In [67]:
import numpy as np
from sklearn.datasets import load_iris
from sklearn.model_selection import train_test_split
from sklearn.preprocessing import StandardScaler
from sklearn.metrics import accuracy_score
from sklearn.linear_model import LogisticRegression
from diffprivlib.models import LogisticRegression as DPLogisticRegression

In [68]:
# Load Iris dataset
iris = load_iris()
X = iris.data
y = iris.target

In [69]:
# Convert labels to binary (for simplicity)
y = (y == 0).astype(int)

In [70]:
# Train-test split
X_train, X_test, y_train, y_test = train_test_split(X, y, test_size=0.3, random_state=42)

# Standardize features
scaler = StandardScaler()
X_train = scaler.fit_transform(X_train)
X_test = scaler.transform(X_test)

In [71]:
# Train and evaluate the non-private logistic regression model
non_private_model = LogisticRegression(max_iter=1000, random_state=42)
non_private_model.fit(X_train, y_train)

y_pred = non_private_model.predict(X_test)
accuracy_non_private = accuracy_score(y_test, y_pred)
print(f'Accuracy of the non-private logistic regression model: {accuracy_non_private:.2f}')

Accuracy of the non-private logistic regression model: 1.00


In [91]:
# Train the differentially private logistic regression model using diffprivlib
dp_model = DPLogisticRegression(epsilon=10.0, data_norm=2.0, max_iter=1000, random_state=42)
dp_model.fit(X_train, y_train)

y_pred_private = dp_model.predict(X_test)
accuracy_private = accuracy_score(y_test, y_pred_private)
print(f'Accuracy of the differentially private logistic regression model with epsilon 10: {accuracy_private:.2f}')

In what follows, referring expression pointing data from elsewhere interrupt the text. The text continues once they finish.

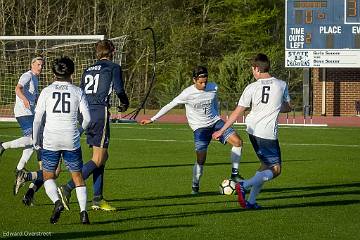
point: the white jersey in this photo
(201, 106)
(61, 102)
(30, 83)
(265, 97)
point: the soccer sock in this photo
(258, 178)
(87, 169)
(255, 190)
(50, 188)
(235, 159)
(26, 155)
(197, 173)
(98, 182)
(82, 197)
(36, 185)
(18, 143)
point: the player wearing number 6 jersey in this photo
(98, 81)
(267, 97)
(200, 100)
(60, 103)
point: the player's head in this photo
(37, 64)
(260, 63)
(63, 68)
(200, 77)
(104, 49)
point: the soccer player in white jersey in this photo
(201, 106)
(26, 95)
(267, 97)
(60, 103)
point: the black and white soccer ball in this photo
(227, 187)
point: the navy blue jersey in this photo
(100, 79)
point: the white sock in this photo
(50, 188)
(197, 173)
(33, 186)
(24, 158)
(235, 158)
(255, 190)
(18, 143)
(82, 197)
(258, 178)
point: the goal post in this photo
(16, 53)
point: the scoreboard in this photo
(324, 33)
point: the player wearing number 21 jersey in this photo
(98, 81)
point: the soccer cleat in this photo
(241, 194)
(19, 180)
(84, 218)
(58, 208)
(28, 198)
(195, 191)
(102, 205)
(236, 177)
(254, 206)
(64, 196)
(2, 149)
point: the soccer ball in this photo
(227, 187)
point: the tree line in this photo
(221, 35)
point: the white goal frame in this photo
(67, 41)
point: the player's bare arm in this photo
(19, 90)
(232, 118)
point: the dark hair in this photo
(262, 62)
(104, 48)
(200, 71)
(63, 67)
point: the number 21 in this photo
(92, 83)
(265, 94)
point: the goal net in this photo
(16, 53)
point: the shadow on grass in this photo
(230, 211)
(311, 188)
(192, 164)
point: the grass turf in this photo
(148, 178)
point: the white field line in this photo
(186, 141)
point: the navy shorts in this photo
(203, 136)
(72, 159)
(267, 150)
(26, 123)
(98, 131)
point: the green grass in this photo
(148, 178)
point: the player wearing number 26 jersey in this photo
(60, 103)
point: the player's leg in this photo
(268, 151)
(50, 161)
(73, 161)
(202, 138)
(100, 156)
(25, 123)
(234, 139)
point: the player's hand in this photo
(36, 146)
(123, 107)
(81, 130)
(145, 121)
(216, 135)
(26, 104)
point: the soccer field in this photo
(148, 178)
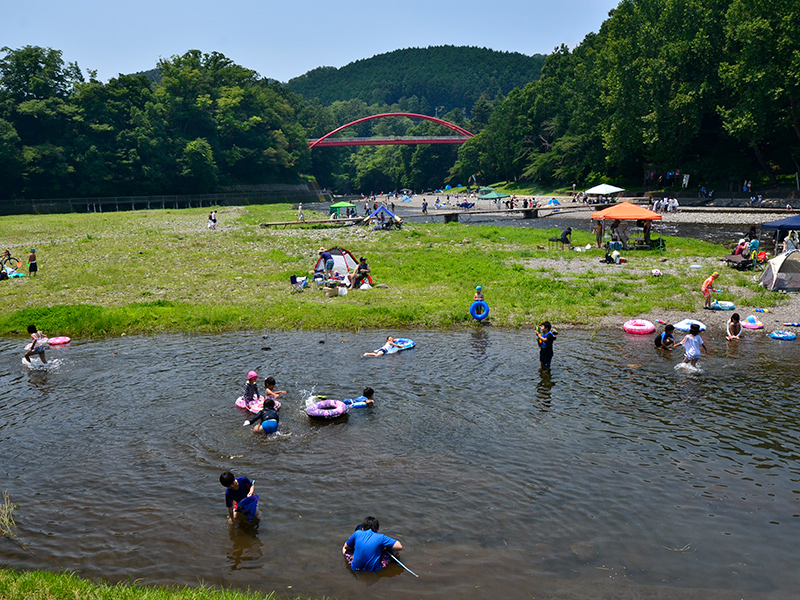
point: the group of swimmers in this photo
(692, 343)
(364, 550)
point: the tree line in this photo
(705, 87)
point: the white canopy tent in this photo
(603, 189)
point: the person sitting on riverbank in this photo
(267, 420)
(368, 550)
(238, 489)
(360, 274)
(666, 341)
(385, 348)
(365, 399)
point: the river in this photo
(614, 476)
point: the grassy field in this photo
(162, 270)
(40, 585)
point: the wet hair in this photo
(370, 523)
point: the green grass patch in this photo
(40, 585)
(163, 271)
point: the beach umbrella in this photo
(493, 196)
(604, 189)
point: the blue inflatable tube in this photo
(479, 310)
(269, 426)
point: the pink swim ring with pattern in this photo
(639, 326)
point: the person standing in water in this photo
(693, 344)
(37, 344)
(545, 337)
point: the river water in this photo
(614, 476)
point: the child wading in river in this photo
(37, 344)
(545, 337)
(693, 344)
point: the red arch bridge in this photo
(328, 140)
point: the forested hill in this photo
(439, 76)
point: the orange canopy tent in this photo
(625, 211)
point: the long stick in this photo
(402, 565)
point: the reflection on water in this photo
(614, 474)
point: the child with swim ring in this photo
(734, 327)
(269, 391)
(707, 288)
(267, 420)
(250, 393)
(385, 348)
(665, 341)
(365, 399)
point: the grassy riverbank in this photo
(162, 270)
(40, 585)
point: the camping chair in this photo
(298, 283)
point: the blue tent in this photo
(381, 209)
(783, 224)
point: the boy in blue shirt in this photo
(240, 499)
(368, 550)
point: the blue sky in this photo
(285, 39)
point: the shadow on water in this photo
(613, 474)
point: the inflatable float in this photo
(782, 335)
(42, 343)
(752, 323)
(404, 344)
(255, 406)
(359, 402)
(479, 310)
(722, 305)
(687, 323)
(327, 410)
(639, 326)
(56, 341)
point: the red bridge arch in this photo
(463, 134)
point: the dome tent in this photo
(782, 273)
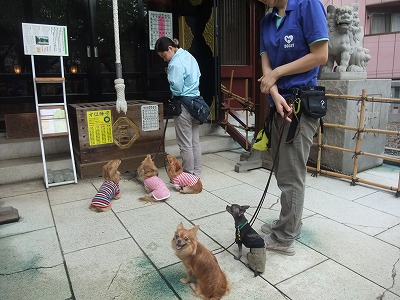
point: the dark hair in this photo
(163, 43)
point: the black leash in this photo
(260, 204)
(133, 173)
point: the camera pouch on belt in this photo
(313, 104)
(313, 101)
(174, 107)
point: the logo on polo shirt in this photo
(288, 39)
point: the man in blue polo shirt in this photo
(293, 44)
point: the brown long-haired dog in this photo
(109, 189)
(200, 263)
(185, 183)
(148, 174)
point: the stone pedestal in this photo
(347, 112)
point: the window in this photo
(234, 32)
(383, 18)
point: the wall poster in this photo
(160, 24)
(49, 40)
(100, 127)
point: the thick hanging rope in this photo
(119, 81)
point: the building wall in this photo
(384, 50)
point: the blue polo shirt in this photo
(184, 74)
(287, 39)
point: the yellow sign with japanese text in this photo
(100, 127)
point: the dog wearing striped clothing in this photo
(109, 190)
(184, 182)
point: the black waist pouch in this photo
(174, 107)
(313, 101)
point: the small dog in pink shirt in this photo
(186, 183)
(148, 173)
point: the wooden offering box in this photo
(100, 133)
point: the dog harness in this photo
(246, 235)
(185, 179)
(157, 188)
(107, 191)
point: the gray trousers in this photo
(187, 130)
(290, 172)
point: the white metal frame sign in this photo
(160, 24)
(150, 120)
(41, 39)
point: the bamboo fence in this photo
(356, 151)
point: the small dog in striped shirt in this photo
(185, 183)
(109, 189)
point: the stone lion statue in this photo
(346, 52)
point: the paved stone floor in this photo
(59, 249)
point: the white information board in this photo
(41, 39)
(160, 24)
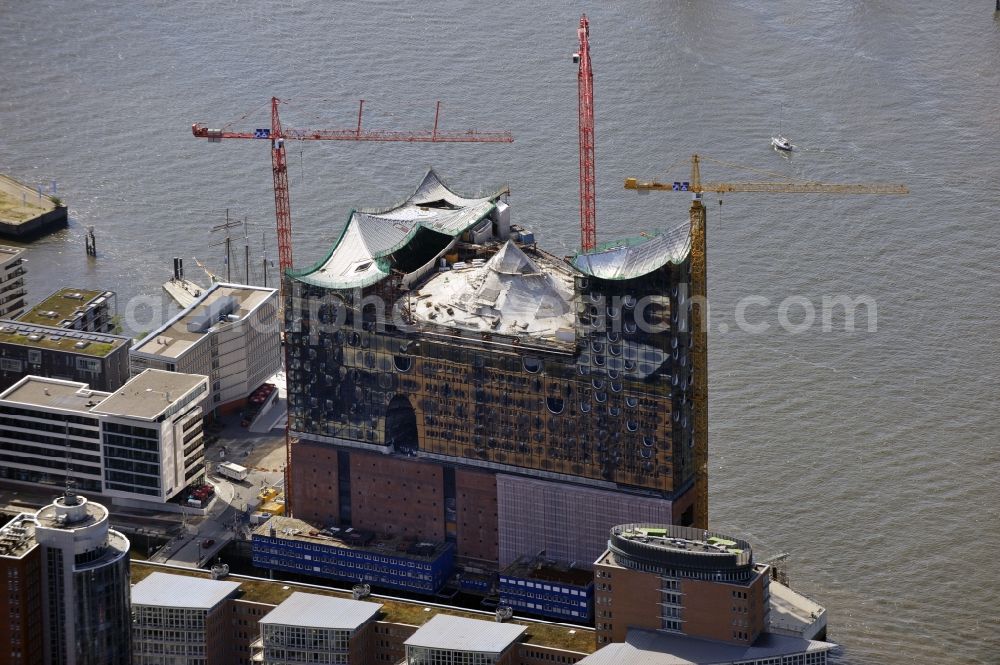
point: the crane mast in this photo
(699, 288)
(279, 165)
(585, 89)
(282, 204)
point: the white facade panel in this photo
(570, 523)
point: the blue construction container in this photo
(390, 563)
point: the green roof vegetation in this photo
(63, 307)
(66, 341)
(579, 639)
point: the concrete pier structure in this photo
(25, 213)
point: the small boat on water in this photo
(779, 142)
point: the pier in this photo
(27, 212)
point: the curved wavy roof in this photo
(363, 254)
(637, 256)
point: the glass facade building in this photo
(439, 335)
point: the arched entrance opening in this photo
(401, 424)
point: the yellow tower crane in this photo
(699, 290)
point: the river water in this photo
(870, 455)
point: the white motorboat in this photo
(779, 142)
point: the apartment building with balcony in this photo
(67, 576)
(181, 619)
(97, 359)
(12, 291)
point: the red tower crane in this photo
(585, 85)
(282, 207)
(278, 135)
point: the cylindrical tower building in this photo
(86, 592)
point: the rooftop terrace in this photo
(549, 571)
(64, 305)
(149, 394)
(53, 394)
(681, 547)
(17, 537)
(252, 589)
(185, 330)
(289, 528)
(97, 345)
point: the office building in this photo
(288, 624)
(229, 334)
(180, 619)
(72, 605)
(75, 309)
(450, 380)
(671, 595)
(142, 443)
(452, 640)
(12, 291)
(543, 587)
(353, 555)
(681, 580)
(98, 359)
(657, 648)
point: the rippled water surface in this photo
(869, 455)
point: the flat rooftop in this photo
(53, 394)
(55, 338)
(289, 528)
(549, 572)
(678, 540)
(149, 394)
(65, 305)
(311, 610)
(92, 514)
(414, 613)
(165, 590)
(461, 634)
(642, 647)
(17, 537)
(174, 338)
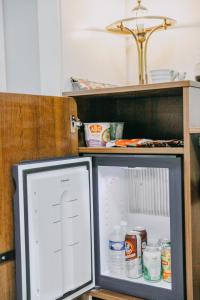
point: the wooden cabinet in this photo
(161, 111)
(36, 127)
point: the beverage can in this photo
(166, 263)
(164, 242)
(152, 264)
(143, 234)
(133, 254)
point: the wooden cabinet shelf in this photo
(163, 150)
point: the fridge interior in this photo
(139, 196)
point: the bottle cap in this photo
(139, 228)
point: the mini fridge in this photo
(65, 211)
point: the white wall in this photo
(88, 54)
(177, 48)
(49, 30)
(46, 42)
(22, 47)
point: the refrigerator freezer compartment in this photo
(63, 243)
(160, 284)
(117, 203)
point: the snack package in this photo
(97, 134)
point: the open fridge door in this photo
(54, 229)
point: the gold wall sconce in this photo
(141, 26)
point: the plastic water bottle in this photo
(117, 252)
(123, 225)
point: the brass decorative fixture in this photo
(141, 26)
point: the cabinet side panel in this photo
(194, 108)
(195, 198)
(31, 127)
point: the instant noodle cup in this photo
(97, 134)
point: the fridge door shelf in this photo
(61, 223)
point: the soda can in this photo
(133, 254)
(166, 263)
(164, 242)
(152, 264)
(143, 233)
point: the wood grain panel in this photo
(31, 127)
(135, 88)
(109, 295)
(139, 150)
(187, 198)
(195, 198)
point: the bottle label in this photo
(117, 246)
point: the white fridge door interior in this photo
(60, 234)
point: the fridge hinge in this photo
(75, 124)
(7, 256)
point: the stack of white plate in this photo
(163, 75)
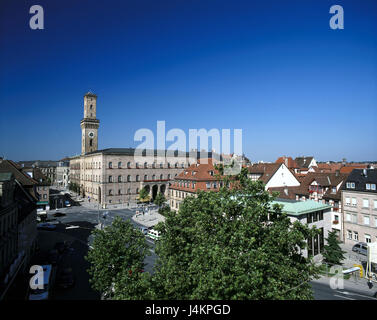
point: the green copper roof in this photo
(5, 176)
(297, 208)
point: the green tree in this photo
(333, 253)
(159, 200)
(144, 195)
(116, 250)
(232, 244)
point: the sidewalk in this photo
(351, 257)
(355, 284)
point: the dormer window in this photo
(350, 185)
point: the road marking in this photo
(355, 294)
(335, 295)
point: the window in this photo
(350, 185)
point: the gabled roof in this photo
(288, 161)
(199, 172)
(361, 177)
(267, 170)
(297, 208)
(303, 162)
(23, 178)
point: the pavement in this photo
(353, 289)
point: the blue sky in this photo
(274, 69)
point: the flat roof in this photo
(297, 208)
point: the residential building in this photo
(321, 187)
(273, 175)
(198, 176)
(62, 173)
(18, 230)
(359, 201)
(47, 167)
(314, 214)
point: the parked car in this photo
(65, 278)
(144, 230)
(361, 248)
(46, 226)
(61, 246)
(53, 256)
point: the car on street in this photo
(46, 226)
(65, 278)
(53, 256)
(361, 248)
(61, 247)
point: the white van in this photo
(153, 234)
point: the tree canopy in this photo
(230, 244)
(118, 250)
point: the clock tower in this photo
(89, 124)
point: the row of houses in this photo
(345, 202)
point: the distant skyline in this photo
(272, 68)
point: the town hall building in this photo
(115, 175)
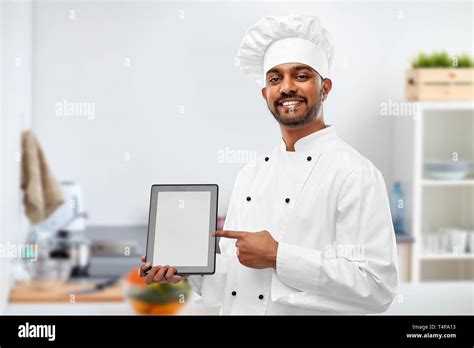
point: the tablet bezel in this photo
(214, 190)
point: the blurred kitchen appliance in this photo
(71, 214)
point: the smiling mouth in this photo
(290, 104)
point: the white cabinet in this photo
(436, 131)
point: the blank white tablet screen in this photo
(182, 228)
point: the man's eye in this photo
(301, 76)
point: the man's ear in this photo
(327, 86)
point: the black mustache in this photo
(283, 97)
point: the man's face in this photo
(294, 94)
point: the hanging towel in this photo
(42, 192)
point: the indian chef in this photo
(308, 228)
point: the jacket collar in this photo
(315, 141)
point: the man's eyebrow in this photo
(292, 69)
(302, 67)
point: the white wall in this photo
(81, 48)
(15, 103)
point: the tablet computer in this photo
(181, 221)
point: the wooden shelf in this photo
(434, 182)
(435, 257)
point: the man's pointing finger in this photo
(228, 234)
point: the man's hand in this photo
(255, 250)
(159, 274)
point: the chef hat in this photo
(288, 39)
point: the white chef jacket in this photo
(327, 207)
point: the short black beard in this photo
(309, 117)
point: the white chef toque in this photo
(289, 39)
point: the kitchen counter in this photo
(447, 298)
(97, 308)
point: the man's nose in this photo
(287, 86)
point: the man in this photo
(308, 230)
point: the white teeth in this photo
(293, 102)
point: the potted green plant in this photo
(439, 76)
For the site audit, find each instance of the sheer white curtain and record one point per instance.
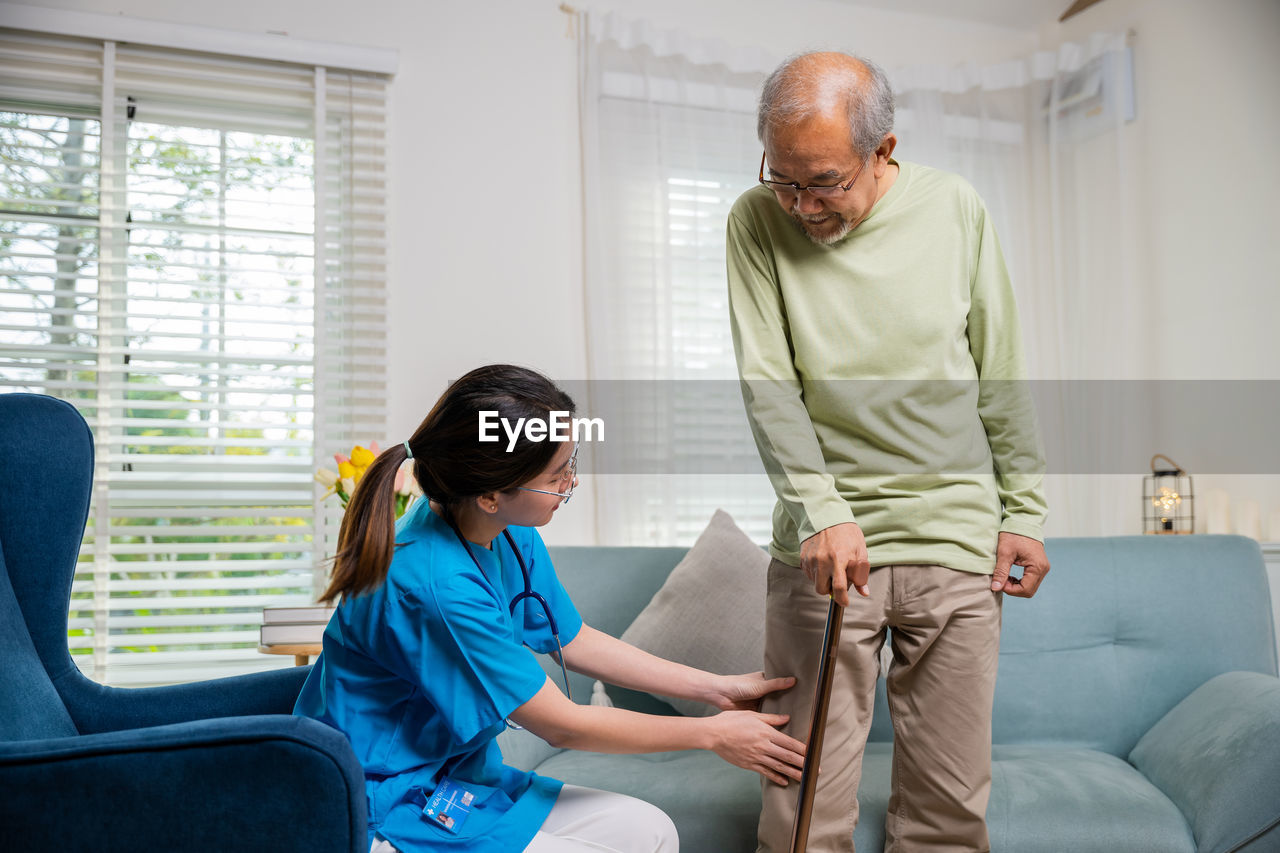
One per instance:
(1042, 141)
(668, 142)
(668, 145)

Accuracy of the differentially private logistic regression model with epsilon 10: 0.42


In [92]:
# Train the differentially private logistic regression model using diffprivlib
dp_model = DPLogisticRegression(epsilon=60.0, data_norm=2.0, max_iter=1000, random_state=42)
dp_model.fit(X_train, y_train)

y_pred_private = dp_model.predict(X_test)
accuracy_private = accuracy_score(y_test, y_pred_private)
print(f'Accuracy of the differentially private logistic regression model with epsilon 60: {accuracy_private:.2f}')

Accuracy of the differentially private logistic regression model with epsilon 60: 0.84


#### Summary
- The non-private model performs exceptionally well with perfect accuracy, but without any privacy guarantees
- Introducing differential privacy with ϵ=10 significantly degrades model performance due to the strong privacy constraints.
- Increasing ϵ to 60 improves the model's accuracy considerably, demonstrating a more balanced trade-off between privacy and utility.